In fact, if there were a few more using
s in there, I might actually find the verbose version more pleasant to read than the one-liner version.
Yes, but consider this from the Wikipedia on boilerplate, and then multiply by 25 for some code with 25 different subclasses of Pet.
public class Pet {
private String name;
private Person owner;
public Pet(String name, Person owner) {
this.name = name;
this.owner = owner;
}
public String getName() {
return name;
}
public void setName(String name) {
this.name = name;
}
public Person getOwner() {
return owner;
}
public void setOwner(Person owner) {
this.owner = owner;
}
}
Okay, but is the experience of reading that really so significantly different from the experience of reading this hypothetical syntax?
public class Pet {
private String name
private Person owner
Pet(String name, Person owner) = {this.name = name; this.owner = owner}
String getName() = return name
void setName(String name) = this.name = name
Person getOwner() = return owner
void setOwner(Person owner) = this.owner = owner}
I’m not really convinced it’s such a big difference.
I am not a Java programmer, but my impression was Java allowed inheriting interface but not implementation. So if you have 25 pets, say Dog, Cat, Bird, Fish etc… then you have this boilerplate 25 times even though it does absolutely nothing different each time. Then when you gzip it it will compress about 50 to 1. Which means when you’re reading through this code only 2% of it is even worth looking at in some sense.

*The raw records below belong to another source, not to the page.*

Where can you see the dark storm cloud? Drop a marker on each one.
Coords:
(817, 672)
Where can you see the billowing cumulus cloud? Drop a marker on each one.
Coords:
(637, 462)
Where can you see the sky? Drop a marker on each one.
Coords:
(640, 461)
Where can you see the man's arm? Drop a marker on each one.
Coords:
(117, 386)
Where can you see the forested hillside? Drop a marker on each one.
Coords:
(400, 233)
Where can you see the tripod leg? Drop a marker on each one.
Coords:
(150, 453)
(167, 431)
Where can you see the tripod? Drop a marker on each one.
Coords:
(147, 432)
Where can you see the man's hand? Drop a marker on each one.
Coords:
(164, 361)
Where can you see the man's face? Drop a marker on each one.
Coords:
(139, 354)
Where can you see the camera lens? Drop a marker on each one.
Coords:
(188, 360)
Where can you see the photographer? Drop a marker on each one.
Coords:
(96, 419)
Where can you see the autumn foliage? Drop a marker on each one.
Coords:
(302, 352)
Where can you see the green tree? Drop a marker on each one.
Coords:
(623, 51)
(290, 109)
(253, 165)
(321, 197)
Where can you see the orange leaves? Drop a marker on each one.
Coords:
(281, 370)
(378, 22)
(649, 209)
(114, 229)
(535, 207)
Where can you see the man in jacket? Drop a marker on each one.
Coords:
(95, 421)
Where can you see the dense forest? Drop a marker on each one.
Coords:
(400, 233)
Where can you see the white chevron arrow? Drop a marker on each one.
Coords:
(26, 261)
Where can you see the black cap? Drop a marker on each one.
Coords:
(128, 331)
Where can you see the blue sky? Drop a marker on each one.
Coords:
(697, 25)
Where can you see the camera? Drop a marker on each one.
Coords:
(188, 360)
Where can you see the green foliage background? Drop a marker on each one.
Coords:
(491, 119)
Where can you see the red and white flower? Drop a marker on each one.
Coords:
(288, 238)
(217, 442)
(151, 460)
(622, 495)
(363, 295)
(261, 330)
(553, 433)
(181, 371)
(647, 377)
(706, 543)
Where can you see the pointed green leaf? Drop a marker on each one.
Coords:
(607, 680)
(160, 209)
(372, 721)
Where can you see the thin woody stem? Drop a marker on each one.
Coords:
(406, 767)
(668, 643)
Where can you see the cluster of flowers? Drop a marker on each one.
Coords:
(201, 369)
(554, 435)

So it seems to me that if you want a “human complexity” metric it should be something that takes into account when the compression ratio is very high that reading or writing that code really sucks.
EDIT: I looked this up, and apparently maybe I’m wrong, Java does allow some implementation inheritance, but I do think there are languages that don’t and you wind up with lots of heavily repeated boilerplate.
I think non-compressed metrics reward golfing too much (eg get everything onto one line if it is per line, or use all 1-character variable names, if it is by character). Compressing devalues these approaches, which I think is appropriate.
(Also the data compression limit is the Shannon entropy, so there’s a nice information theoretic flavor to compression-based metrics).
To be clear, what I’m actually saying is not anything directly against compression as a metric, I like using compression, its more that it’s insufficient by itself, the compression ratio is also an additional important dimensionless ratio in the question.